In their letter, the organisations noted that a team of lawyers representing the family had issued a legal opinion in which they found that Malta had failed to institute any inquiry into whether the Maltse state bore any responsibility for the journalist’s death.    

The family had requested that a public inquiry be established under the Inquiries Act, that is completely independent of the Maltese police, government and politicians. Moreover, it requested that the inquiry be conducted by a panel of respected international judges, retired judges and/or suitably qualified individuals with no political or government links.

READ MORE: Daphne Caruana Galizia’s family want full public inquiry into murder

"We fully support the request and urge you to reconsider your position and to respond immediately and positively to the request of the family of Ms Caruana Galizia.
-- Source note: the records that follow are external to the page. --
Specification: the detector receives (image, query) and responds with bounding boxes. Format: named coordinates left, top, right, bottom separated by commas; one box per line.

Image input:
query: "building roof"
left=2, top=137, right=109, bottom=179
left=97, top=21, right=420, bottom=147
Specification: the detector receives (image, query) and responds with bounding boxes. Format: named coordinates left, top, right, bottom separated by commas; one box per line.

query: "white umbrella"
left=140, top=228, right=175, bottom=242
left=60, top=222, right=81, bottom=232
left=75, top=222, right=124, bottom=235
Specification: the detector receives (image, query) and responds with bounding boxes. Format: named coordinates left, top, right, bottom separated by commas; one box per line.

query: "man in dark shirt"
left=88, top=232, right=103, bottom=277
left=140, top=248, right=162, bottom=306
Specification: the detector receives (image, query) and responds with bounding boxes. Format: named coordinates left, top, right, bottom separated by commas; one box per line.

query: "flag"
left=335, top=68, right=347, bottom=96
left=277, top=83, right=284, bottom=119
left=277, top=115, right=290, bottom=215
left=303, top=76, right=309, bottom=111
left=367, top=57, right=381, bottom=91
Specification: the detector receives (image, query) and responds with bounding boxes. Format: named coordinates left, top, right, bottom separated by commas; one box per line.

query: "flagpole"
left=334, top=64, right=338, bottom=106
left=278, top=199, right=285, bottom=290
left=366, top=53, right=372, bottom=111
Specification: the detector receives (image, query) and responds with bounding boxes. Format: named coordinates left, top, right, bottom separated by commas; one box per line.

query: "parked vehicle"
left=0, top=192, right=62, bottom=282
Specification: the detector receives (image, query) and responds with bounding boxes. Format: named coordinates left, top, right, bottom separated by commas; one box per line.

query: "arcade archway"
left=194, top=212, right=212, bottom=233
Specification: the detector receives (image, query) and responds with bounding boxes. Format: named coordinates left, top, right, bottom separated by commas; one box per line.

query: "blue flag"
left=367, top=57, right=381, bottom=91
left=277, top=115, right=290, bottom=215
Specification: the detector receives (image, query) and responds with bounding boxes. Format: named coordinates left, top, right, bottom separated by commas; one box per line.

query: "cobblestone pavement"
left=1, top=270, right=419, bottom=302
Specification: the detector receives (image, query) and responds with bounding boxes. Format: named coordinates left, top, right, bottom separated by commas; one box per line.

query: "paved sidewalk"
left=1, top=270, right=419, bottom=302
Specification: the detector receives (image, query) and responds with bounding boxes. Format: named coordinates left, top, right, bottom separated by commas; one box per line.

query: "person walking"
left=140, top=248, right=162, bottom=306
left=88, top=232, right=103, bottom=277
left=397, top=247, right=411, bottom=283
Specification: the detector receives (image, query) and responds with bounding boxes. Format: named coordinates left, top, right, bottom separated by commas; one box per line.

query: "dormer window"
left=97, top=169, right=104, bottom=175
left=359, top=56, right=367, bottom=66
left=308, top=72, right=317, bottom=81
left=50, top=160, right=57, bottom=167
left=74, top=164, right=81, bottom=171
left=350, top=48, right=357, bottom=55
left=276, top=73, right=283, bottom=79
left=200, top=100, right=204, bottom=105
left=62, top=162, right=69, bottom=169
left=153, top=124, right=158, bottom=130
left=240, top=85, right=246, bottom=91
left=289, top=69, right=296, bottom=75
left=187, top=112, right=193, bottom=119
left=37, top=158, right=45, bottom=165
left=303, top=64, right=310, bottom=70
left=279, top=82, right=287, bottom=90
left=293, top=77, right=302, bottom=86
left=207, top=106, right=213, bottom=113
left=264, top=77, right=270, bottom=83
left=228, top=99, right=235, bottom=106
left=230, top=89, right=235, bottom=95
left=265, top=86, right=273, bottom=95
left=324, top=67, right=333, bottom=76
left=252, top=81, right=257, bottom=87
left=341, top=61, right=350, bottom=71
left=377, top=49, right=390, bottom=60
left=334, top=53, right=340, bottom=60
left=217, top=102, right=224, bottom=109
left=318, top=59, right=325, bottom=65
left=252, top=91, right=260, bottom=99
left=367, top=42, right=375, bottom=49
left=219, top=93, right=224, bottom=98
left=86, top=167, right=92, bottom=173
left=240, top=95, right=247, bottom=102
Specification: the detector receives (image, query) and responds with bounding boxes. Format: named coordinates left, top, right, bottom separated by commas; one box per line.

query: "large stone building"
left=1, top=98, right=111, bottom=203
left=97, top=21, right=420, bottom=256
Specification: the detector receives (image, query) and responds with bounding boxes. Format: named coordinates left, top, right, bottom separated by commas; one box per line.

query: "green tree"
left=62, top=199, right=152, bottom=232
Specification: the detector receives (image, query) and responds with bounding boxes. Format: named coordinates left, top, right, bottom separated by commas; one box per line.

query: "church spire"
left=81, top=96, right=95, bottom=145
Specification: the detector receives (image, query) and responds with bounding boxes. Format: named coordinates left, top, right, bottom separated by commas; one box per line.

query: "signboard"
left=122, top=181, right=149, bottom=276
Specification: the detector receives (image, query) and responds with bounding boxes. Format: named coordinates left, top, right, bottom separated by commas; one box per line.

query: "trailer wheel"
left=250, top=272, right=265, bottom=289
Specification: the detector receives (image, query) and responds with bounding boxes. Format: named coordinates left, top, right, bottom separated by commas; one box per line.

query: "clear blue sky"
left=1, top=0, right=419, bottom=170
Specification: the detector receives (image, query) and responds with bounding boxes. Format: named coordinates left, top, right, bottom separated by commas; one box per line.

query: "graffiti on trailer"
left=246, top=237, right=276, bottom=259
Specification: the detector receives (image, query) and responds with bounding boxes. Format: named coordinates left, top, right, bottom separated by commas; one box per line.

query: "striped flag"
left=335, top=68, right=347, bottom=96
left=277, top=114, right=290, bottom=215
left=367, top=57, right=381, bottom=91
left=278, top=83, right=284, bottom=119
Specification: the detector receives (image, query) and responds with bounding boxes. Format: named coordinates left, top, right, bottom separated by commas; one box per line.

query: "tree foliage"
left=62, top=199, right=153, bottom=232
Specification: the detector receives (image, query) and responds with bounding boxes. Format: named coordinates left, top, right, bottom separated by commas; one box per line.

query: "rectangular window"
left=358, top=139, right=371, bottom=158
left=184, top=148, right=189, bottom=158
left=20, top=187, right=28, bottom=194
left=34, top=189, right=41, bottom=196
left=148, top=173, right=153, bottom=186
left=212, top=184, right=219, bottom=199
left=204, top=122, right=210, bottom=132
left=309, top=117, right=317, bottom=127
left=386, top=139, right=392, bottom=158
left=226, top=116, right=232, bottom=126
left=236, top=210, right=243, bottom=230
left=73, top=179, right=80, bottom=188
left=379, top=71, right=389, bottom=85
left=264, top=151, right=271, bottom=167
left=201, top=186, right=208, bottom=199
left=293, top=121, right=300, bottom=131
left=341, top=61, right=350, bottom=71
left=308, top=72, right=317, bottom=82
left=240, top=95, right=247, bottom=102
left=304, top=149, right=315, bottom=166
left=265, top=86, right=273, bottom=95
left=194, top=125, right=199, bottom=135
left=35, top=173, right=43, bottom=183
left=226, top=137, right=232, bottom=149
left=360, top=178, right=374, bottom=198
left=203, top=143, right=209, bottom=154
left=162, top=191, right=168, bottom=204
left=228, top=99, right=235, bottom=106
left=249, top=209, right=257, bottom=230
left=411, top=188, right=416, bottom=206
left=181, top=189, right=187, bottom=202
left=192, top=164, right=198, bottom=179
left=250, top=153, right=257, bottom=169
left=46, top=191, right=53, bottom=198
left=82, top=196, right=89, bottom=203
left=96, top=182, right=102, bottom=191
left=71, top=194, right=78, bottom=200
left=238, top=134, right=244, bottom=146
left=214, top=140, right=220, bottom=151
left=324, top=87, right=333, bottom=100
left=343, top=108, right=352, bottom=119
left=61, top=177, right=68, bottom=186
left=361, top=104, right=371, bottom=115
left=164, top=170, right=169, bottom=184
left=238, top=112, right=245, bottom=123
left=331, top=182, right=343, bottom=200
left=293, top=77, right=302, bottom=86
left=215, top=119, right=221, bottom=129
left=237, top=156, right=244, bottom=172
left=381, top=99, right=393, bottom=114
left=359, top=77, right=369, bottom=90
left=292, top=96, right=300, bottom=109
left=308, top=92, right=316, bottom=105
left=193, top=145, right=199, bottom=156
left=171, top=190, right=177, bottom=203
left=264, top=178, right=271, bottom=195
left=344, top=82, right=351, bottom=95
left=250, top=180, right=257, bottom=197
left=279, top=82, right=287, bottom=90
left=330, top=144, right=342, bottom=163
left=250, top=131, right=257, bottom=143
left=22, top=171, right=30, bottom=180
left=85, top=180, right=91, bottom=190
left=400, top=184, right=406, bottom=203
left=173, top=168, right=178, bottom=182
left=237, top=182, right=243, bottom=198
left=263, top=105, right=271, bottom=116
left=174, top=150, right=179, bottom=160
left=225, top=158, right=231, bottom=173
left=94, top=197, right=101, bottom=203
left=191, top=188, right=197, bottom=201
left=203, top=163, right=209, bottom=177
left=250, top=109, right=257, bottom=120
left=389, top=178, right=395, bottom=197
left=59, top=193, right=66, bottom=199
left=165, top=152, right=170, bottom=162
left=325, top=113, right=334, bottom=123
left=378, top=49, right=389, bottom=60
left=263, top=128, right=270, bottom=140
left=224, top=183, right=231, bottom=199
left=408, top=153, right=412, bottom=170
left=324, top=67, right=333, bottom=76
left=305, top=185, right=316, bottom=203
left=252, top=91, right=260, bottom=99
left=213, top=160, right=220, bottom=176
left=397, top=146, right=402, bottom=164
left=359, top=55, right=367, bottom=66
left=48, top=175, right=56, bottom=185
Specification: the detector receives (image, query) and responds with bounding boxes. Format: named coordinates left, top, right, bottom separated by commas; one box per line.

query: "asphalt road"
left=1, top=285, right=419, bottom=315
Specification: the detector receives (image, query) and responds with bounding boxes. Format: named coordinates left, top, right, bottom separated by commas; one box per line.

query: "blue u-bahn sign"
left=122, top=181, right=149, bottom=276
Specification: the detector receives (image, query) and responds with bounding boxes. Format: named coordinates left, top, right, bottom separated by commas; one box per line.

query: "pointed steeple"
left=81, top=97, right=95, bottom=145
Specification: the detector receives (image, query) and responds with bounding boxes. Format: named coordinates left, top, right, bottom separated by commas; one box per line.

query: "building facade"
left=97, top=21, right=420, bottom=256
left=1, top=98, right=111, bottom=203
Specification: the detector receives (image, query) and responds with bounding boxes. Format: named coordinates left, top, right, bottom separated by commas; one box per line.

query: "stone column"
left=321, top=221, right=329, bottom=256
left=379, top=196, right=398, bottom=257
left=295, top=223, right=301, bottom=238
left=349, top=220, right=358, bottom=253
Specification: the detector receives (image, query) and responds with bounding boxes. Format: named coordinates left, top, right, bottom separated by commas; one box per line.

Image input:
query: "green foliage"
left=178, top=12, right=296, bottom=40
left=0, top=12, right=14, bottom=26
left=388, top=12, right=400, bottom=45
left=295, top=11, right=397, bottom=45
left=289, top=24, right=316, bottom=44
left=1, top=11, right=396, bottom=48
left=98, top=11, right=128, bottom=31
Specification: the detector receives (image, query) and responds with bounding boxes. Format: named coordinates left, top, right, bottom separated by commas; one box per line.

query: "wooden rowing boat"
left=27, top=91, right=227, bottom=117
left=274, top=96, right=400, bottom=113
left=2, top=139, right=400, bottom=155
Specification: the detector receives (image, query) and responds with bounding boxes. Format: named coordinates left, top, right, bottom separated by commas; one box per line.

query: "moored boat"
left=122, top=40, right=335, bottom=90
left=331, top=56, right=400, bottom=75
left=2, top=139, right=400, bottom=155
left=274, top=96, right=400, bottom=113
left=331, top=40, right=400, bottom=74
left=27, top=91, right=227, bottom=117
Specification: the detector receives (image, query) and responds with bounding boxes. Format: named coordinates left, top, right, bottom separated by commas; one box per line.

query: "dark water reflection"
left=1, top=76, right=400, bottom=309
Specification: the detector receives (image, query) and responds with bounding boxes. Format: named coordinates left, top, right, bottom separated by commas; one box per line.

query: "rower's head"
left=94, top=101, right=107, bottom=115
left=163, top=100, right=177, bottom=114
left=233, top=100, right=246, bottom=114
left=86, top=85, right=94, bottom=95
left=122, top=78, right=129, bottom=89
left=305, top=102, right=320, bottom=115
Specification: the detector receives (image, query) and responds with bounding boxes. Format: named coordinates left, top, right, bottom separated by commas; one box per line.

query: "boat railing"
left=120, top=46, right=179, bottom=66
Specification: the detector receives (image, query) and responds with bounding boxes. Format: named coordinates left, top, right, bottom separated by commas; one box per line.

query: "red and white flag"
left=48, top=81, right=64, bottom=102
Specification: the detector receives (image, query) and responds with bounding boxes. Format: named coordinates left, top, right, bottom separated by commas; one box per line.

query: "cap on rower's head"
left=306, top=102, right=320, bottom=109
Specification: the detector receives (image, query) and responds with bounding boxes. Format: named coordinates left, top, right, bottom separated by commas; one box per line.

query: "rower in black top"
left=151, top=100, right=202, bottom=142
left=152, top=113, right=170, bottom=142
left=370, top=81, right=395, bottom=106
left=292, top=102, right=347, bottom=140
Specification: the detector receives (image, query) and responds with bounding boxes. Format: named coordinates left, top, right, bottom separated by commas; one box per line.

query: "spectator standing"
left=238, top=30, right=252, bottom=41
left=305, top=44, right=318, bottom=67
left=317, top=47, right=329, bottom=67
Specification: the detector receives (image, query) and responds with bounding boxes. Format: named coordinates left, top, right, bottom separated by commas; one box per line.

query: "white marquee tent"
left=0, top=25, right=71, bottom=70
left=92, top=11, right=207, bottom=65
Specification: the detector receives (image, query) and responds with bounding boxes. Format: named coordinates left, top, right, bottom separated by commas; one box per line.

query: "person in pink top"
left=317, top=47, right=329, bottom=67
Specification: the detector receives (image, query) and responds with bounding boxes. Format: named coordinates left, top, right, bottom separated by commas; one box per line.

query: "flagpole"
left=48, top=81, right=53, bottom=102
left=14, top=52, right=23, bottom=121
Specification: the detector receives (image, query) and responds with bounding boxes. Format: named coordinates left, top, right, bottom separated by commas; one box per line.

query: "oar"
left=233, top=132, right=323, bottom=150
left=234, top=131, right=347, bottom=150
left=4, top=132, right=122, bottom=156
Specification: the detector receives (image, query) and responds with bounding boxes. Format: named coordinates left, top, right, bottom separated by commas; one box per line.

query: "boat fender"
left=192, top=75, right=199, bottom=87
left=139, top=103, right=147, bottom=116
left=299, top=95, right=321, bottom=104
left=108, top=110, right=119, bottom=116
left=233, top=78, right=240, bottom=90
Protecting the lives and voices of journalists in Malta and across Europe depends upon this public inquiry. There is nothing to fear from this inquiry but the truth," the organisations said. 

They argue that despite criminal proceedings being initiated by local authorities against the men who allegedly killed her, with an ongoing magisterial inquiry into whether others should be charged with criminal offences for commissioning the alleged assassins, “neither process is investigating the wider and even more serious question as to whether the Maltese state is responsible for the circumstances leading to Caruana Galizia’s death”.  

The NGO point out that the under the European Convention of Human Rights, Malta was required to examine whether the state knew, or ought to have known, of a real immediate risk to Caruana Galizia’s life; the adequacy of any steps taken by Malta to guard against that risk; any steps Malta needs to take to prevent future deaths of journalists.

READ MORE: Government tells Caruana Galizia family’s UK lawyers that legal opinion contains ‘incorrect information’

The letter was signed by Access Info, Active Watch, aditus foundation, Article 21, Blueprint for Free Speech, Committee to Protect Journalists, European Federation of Journalists, Global Editors Network, Helsinki Foundation for Human Rights and IFEX (the global network of over 100 freedom of expression organizations), Index on Censorship, Integra Foundation, International Press Institute, OBC Transeuropa/ Centro per la Cooperazione Internazionale, Ossigeno per l'Informazione, PEN International, PEN America, Platform of Human Rights Organisations in Malta (PHROM), Press Emblem Campaign, Reporters Without Borders (RSF), South East Europe Media Organisation, Transparency International, The Critical Institute, The European Centre for Press and Media Freedom and The World Association of Newspapers and News Publishers (WAN-IFRA).